For a while I thought I might be trans. I remember feeling thrilled looking at before-T and after-T photos, about how amazing these gents looked. T is truly astonishing at masculinizing faces and bodies. I thought to myself: I’m already so beefy and butchy looking, transitioning would be natural. I don’t have any comfort with female social roles. But men’s? Hell yes.

Then I encountered gender critical feminism. I’m not a TERF. But I am a fan of the notion that you can be a masculine woman or a feminine man and not need to change your body. Some need to change their bodies to live, and I understand that. But for me, now I think of gender not as some oppressive cage, but as a toy in my hands.

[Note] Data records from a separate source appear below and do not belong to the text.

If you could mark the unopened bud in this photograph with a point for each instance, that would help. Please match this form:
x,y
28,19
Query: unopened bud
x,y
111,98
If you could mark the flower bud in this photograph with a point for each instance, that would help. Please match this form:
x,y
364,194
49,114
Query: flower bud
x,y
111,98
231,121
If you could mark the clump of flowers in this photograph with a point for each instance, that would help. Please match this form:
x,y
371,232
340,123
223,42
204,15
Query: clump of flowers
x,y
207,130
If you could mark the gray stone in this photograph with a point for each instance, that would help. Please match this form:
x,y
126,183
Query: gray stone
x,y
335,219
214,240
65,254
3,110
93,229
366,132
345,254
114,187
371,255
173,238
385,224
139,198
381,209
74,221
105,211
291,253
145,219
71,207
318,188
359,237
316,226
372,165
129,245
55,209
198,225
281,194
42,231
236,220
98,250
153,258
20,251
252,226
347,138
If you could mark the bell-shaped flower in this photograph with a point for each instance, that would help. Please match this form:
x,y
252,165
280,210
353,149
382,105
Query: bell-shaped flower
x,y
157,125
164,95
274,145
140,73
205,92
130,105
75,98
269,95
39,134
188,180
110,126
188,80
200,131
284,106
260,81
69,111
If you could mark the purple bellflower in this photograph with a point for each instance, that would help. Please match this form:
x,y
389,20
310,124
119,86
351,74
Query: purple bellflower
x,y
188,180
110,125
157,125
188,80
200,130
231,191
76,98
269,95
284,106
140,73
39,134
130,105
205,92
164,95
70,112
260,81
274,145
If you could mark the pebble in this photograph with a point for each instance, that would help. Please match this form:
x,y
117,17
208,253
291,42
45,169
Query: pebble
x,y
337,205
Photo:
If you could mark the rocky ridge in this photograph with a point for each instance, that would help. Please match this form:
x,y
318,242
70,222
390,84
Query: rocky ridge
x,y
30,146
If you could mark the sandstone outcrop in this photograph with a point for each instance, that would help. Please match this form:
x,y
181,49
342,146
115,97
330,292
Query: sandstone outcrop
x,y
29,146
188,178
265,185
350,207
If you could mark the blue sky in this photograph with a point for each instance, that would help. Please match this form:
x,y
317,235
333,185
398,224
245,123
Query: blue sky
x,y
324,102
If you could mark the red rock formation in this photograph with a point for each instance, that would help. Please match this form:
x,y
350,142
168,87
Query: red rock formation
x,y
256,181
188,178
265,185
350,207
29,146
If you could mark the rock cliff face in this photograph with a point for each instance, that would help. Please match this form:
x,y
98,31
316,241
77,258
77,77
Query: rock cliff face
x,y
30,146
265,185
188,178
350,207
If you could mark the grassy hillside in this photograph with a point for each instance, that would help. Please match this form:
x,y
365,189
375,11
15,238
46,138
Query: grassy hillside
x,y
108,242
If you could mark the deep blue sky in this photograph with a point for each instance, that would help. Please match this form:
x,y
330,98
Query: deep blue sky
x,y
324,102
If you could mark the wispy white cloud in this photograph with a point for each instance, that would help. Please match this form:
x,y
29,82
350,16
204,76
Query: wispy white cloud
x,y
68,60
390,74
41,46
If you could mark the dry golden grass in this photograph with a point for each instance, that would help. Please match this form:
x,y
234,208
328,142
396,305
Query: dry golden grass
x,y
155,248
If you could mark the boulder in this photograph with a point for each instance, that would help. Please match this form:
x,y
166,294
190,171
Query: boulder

I now know I’m non-binary. An enby. Someone who lives in between, who can be one or the other or both at any given moment. I don’t have to pretend to be excited at a dress. I can wear tunics with leggings (as close to dresses as I’m comfortable) or a flowy Indian skirt occasionally, when I feel like it, for no reason other than I want to. Or I can wear jeans and a t-shirt. And a flannel shirt. I flipping love flannel shirts.

But it’ll take time to work that confidence. Even now, I hide my lack of interest in feminine things. I wear a wig to work to hide my short pixie cut. I appear to have shoulder length nicely styled hair from 9-5 every work day. Now that I’ve hit my five year work anniversary, maybe I’ll consider going without it.

The world feels like it’s opened up again. I have a label that finally fits.

But am I still a legbeard? Ohhh yeah.